Understanding the Fate of Non-recovered Fracturing Water and the Source of Produced Salts for Optimizing Fracking Operations
Lead Proponent: The University of Alberta
Location: Edmonton, Alberta
ecoEII Contribution: $ 450,000
Project Total: $ 770,000
Decline of Canada’s conventional oil and gas resources has shifted the industry’s focus towards developing unconventional resources such as shale gas and tight oil. Hydrocarbon production from unconventional resources has significantly expanded due to the advent of hydraulic fracturing technologies. The hydraulic fracturing process involves the high-pressure injection of fracturing fluid (primarily water and sand or other proppants) into a wellbore to create cracks in the deep-rock formations through which oil and gas flows more freely. Produced saline (flowback) water is returned to the surface after hydraulic fracturing. However, field observations show that as little as 10% of the injected fracturing fluid may be recovered during flowback. Imbibition (or leak-off) of fracturing water into the rock matrix may be the main mechanism by which fracturing water is lost. Water imbibition in unconventional tight rocks is controlled not only by capillarity (as in conventional reservoir rocks) but also by clay chemistry, cation exchange capacity, osmotic potential and adsorption effects. Moreover, since the pores in tight rocks are extremely small, other surface phenomena such as van der Waals attraction and double layer repulsion may also play an important role. High salinity of flowback water may be attributed to mechanisms such as the mixing of fracturing water with formation water, diffusion of salts from pore water into fracturing water, dissolution of rock minerals in water and in-situ reactions such as oxidation of rock minerals. Lastly, little is known of the fate of non-produced fracturing water, and a better understanding of water-rock interactions and the characteristics of the fracture network is required. Recognizing the importance of addressing the knowledge gaps to optimize fracturing operations while mitigating environmental impacts, the University of Alberta proposed the project “Understanding the Fate of Non-recovered Fracturing Water and the Source of Produced Salts for Optimizing Fracking Operations". The project was awarded $450K from ecoEII.

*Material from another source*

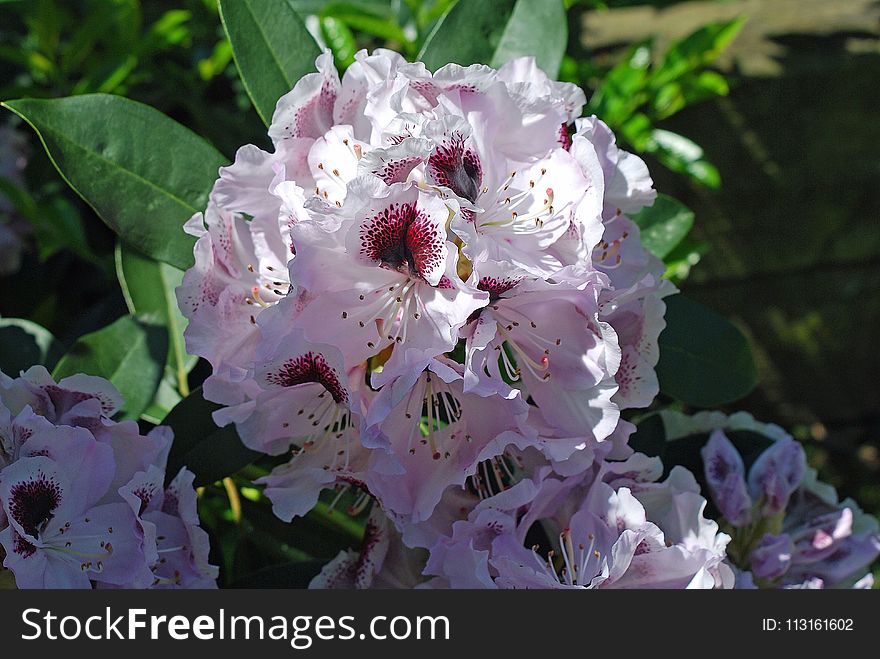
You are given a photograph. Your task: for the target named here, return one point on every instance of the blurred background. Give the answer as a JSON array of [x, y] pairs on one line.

This workflow summarizes the research steps conducted to evaluate the fracturing operations by analyzing laboratory and field data. Flowback water and core samples were analyzed in the laboratory to determine the source of flowback salts. The flowback data were analyzed to estimate the effective fracture volume. Analysis of the field data led to useful correlations between the estimated fracture volume and the design parameters for hydraulic fracturing operations.

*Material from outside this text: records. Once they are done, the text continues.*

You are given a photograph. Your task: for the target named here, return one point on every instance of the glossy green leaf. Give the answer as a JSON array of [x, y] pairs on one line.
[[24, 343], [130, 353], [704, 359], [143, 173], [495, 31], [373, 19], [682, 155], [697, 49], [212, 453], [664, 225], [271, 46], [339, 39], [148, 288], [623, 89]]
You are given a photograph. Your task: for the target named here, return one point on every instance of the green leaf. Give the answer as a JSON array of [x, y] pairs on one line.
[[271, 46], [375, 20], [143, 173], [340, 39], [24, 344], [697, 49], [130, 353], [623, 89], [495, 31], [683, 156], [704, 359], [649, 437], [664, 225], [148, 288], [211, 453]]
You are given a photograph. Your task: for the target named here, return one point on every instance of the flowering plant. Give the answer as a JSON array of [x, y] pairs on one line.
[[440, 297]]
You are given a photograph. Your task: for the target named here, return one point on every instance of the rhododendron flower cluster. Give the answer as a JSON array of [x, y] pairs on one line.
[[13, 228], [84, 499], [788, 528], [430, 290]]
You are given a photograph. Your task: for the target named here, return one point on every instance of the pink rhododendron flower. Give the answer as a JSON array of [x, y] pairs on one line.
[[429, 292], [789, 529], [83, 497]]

The key unconventional shale gas and tight oil resources in Canada are the Horn River, Montney, and Duvernay plays. Hydraulic fracturing and flowback data, and rock samples from several multi-fractured horizontal wells in these three plays were analyzed to determine water flowback efficiency, effective fracture volume, and the type and concentration of produced salts. A better understanding of the source of produced flowback salts led to the development of a comprehensive workflow for fracture characterization through concentration transient analysis of flowback salts.
Laboratory tests were conducted to measure water imbibition and salt diffusion in three sets of cores from the wells drilled in the three plays. The samples were characterized by measuring petrophysical properties such as mineralogy, pore size distribution, porosity, and permeability. The type, concentration, and diffusion coefficient of different salt components existing in the core samples were also measured. Field data were analyzed to investigate the correlations among rock petrophysical properties, fracturing parameters, fracture network, and the efficiency of water recovery.
In combination, the field data and laboratory results revealed the source of flowback salts and the extent of water loss into the rock matrix after hydraulic fracturing operations. It was determined that up to 30% of water injected during hydraulic fracturing can be recovered to the surface after flowback operations. The remaining water appears to be trapped in the rock matrix and complex fracture network. Effective fracture volume was derived from upscaling of laboratory and field data. The results show that the effective fracture volume is significantly smaller than the total created fracture volume. It is concluded that part of the non-recovered water is trapped in the ineffective fractures which are poorly connected to the wellbore due to fracture closure phenomenon. Analysis of the field data led to useful correlations between the estimated fracture volume for different lateral wells and fracturing parameters.
Benefits to Canada
Knowledge of rock-fluid interactions will help Canadian operators improve produced water management. The new workflow for fracture characterization through concentration transient analysis of flowback salts may be applied by the industry to evaluate the fracturing operations, and to optimize future operations by reducing fresh water consumption.
Develop a data-driven multivariate algorithm that would estimate the volume of effective and ineffective fractures and help to determine the efficiency of hydraulic fracturing operations. Conduct the laboratory tests under high pressure/ temperature conditions.